Life isn’t fair. It doesn’t owe you fair. It is what it is. Accept. Let go. Be grateful. Have compassion for others. Laugh in the face of adversity. Because nothing is ever so bad that you cannot find a single thing to be grateful for. Especially when you’re in your warm house, doing your job from home, watching your Netflix, surfing the internet, receiving your government support cheque and eating plenty of food. Our temporary lives are shrouded in so much more privilege than some people’s everyday normal lives before Covid. It might help to remember that too when we consider how ‘hard’ we have it here in Australia.
2 thoughts on “Shit i learned about people during covid lockdowns”
They say that true character can be determined, not when everything is rosy, but when the chips are really down. <— Spot on. Also… I can't tell you how people disappointed me during lockdown. Maybe I also disappointed some, despite trying to keep contact.
I did however experience many people in positions of authority, people who couldn't care less about their minions.
At least many of us experienced personal growth.
I'm stronger than before.
Well done for seeing this as an opportunity for personal growth.
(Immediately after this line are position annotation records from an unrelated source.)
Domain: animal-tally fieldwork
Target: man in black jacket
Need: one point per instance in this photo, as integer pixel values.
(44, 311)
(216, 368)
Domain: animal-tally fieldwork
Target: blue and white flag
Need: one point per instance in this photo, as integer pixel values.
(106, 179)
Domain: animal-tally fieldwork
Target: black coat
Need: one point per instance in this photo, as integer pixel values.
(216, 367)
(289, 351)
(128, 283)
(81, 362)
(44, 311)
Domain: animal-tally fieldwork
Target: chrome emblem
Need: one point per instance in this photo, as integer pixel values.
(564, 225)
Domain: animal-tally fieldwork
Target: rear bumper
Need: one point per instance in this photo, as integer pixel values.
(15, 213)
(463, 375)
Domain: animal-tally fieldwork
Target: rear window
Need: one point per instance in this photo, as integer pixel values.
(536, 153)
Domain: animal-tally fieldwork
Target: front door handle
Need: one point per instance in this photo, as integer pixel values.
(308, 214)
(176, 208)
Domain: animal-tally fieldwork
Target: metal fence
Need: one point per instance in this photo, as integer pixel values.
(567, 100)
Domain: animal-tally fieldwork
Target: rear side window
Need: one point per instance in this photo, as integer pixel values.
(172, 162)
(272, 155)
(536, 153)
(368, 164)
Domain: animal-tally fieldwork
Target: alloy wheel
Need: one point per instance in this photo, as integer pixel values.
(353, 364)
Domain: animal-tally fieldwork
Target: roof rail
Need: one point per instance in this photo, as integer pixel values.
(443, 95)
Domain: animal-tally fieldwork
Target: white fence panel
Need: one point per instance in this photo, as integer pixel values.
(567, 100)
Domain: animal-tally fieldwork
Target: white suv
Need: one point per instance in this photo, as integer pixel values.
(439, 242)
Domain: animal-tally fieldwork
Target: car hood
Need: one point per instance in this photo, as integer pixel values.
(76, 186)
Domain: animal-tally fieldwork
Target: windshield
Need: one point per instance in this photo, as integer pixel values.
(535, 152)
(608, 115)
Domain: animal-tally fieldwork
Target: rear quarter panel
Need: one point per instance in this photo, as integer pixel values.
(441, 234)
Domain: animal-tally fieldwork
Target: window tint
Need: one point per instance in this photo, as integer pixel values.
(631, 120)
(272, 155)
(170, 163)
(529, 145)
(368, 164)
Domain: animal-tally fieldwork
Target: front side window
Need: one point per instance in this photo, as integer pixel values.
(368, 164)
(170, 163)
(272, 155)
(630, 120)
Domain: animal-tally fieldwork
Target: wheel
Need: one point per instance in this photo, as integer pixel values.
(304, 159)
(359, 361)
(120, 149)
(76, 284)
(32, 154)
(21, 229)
This is exactly how I chose to see it. A chance to pivot and an opportunity to do something different for a while and to learn from those things. It is unfortunate that many didn’t see it this way. I understand your frustration in people disappointing you and with people in positions of power abusing that power. It is also very hard not to let that disappointment take control of how we cope. Another hard lesson I learned. I am so happy you feel stronger and like you gained something from this experience.